A key challenge in contrastive learning is to generate negative samples from a large sample set to contrast with positive samples, for learning better encoding of the data. These negative samples often follow a softmax distribution which are dynamically updated during the training process. However, sampling from this distribution is non-trivial due to the high computational costs in computing the partition function. In this paper, we propose an Efficient Markov Chain Monte Carlo negative sampling method for Contrastive learning (EMC$^2$). We follow the global contrastive learning loss as introduced in SogCLR, and propose EMC$^2$ which utilizes an adaptive Metropolis-Hastings subroutine to generate hardness-aware negative samples in an online fashion during the optimization.

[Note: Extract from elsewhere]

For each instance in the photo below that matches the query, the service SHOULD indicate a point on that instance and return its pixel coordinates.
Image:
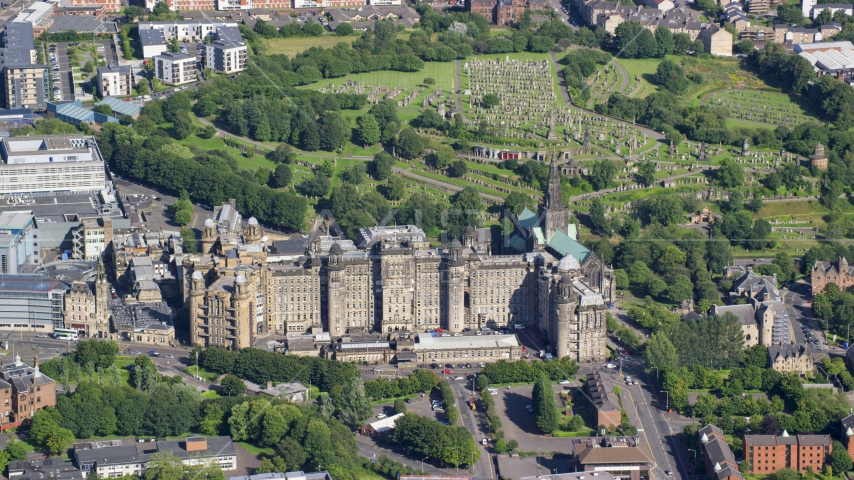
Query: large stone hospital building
(392, 281)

We prove that EMC$^2$ finds an $\mathcal{O}(1/\sqrt{T})$-stationary point of the global contrastive loss in $T$ iterations. Compared to prior works, EMC$^2$ is the first algorithm that exhibits global convergence (to stationarity) regardless of the choice of batch size while exhibiting low computation and memory cost. Numerical experiments validate that EMC$^2$ is effective with small batch training and achieves comparable or better performance than baseline algorithms. We report the results for pre-training image encoders on STL-10 and Imagenet-100.

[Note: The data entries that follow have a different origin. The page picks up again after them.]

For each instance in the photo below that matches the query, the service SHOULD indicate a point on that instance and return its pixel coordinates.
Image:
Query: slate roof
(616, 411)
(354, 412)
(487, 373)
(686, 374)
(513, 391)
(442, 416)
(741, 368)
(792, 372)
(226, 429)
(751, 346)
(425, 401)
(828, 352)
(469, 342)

翻译：对比学习的一个关键挑战是从大规模样本集中生成负样本以与正样本进行对比，从而学习更优的数据编码。这些负样本通常服从一个在训练过程中动态更新的softmax分布。然而，由于计算配分函数的高昂计算成本，从该分布中采样并非易事。本文提出了一种基于高效马尔可夫链蒙特卡洛负采样的对比学习方法（EMC$^2$）。我们沿用SogCLR中引入的全局对比学习损失，并提出了EMC$^2$方法，该方法在优化过程中利用自适应Metropolis-Hastings子程序在线生成具有难度感知的负样本。我们证明，EMC$^2$能在$T$次迭代内找到全局对比损失的$\mathcal{O}(1/\sqrt{T})$-稳定点。与先前工作相比，EMC$^2$是首个无论批量大小如何选择均能实现全局收敛（至稳定点），且同时保持低计算与内存成本的算法。数值实验验证了EMC$^2$在小批量训练中的有效性，且其性能达到或优于基准算法。我们报告了在STL-10和ImageNet-100数据集上预训练图像编码器的实验结果。